Laura smiled up at her as if they’d just come back from sailing around the world together. “Jane’s reading. Jane Shine’s. You haven’t forgotten, have you?”

Brie swooped back in on them at the mention of Jane. “Jane Shine?” she gasped, hovering over them as if one of the secret names of Jehovah had just been revealed to her. “She’s here too?”

The tectonic plates were really shaking now, grinding up against one another with all their terrible rending force. Off balance, Ruth could only nod.

“Oh, Ruthie”—Brie glanced wildly from Ruth to Laura and back again—“do you know her?”

Where the Earth Trembles


Vast and primeval, unfathomable, unconquerable, bastion of cottonmouth, rattlesnake and leech, mother of vegetation, father of mosquito, soul of silt, the Okefenokee is the swamp archetypal, the swamp of legend, of racial memory, of Hollywood. It gives birth to two rivers, the St. Mary’s and the Suwannee, fanning out over 430,000 leaf-choked acres, every last one as sodden as a sponge. Four hundred and thirty thousand acres of stinging, biting and boring insects, of maiden cane and gum and cypress, of palmetto, slash pine and peat, of muck, mud, slime and ooze. Things fester here, things cook down, decompose, deliquesce. The swamp is home to two hundred and twenty-five species of birds, forty-three of mammals, fifty-eight of reptiles, thirty-two of amphibians and thirty-four of fish—all variously equipped with beaks, talons, claws, teeth, stingers and fangs—not to mention the seething galaxies of gnats and deerflies and no-see-ums, the ticks, mites, hookworms and paramecia that exist only to compound the misery of life.

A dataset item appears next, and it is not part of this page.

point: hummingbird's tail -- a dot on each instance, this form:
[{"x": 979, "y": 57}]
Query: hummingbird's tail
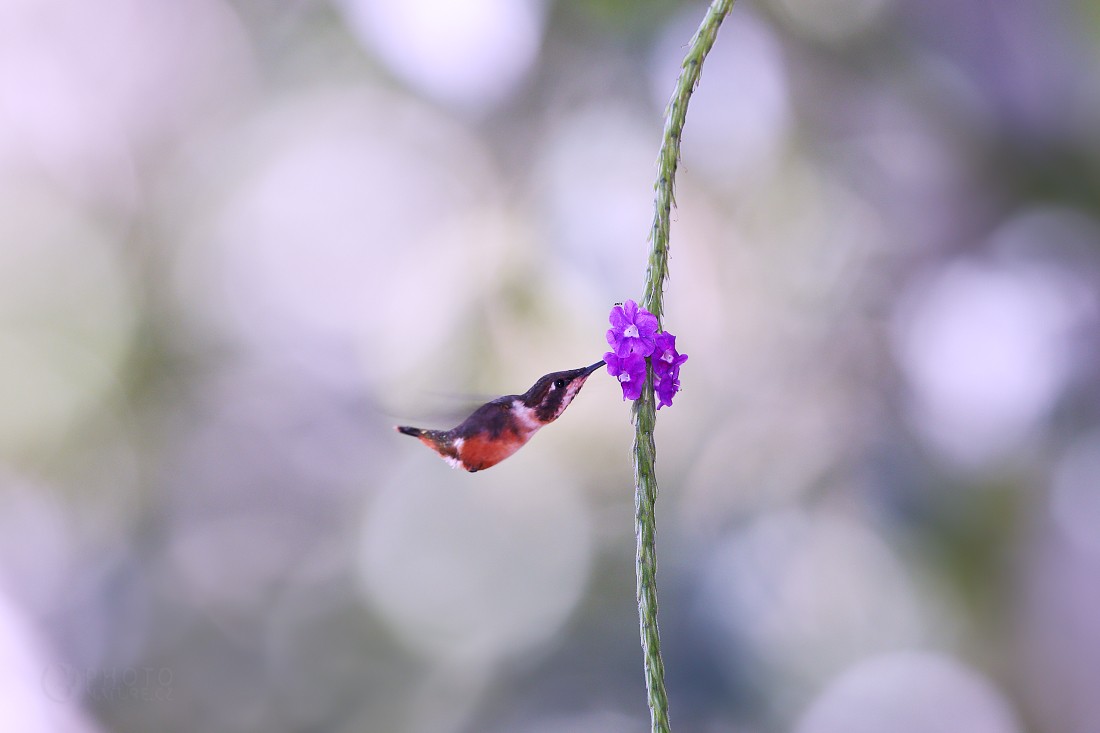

There are alligators here, bears, puma, bobcats and bowfin, there are cooters and snappers, opossum, coon and gar. They feed on one another, shit and piss in the trees, in the sludge and muck and on the floating mats of peat, they dribble jism and bury eggs, they scratch and stink and sniff at themselves, caterwauling and screeching through every minute of every day and night till the place reverberates like some hellish zoo.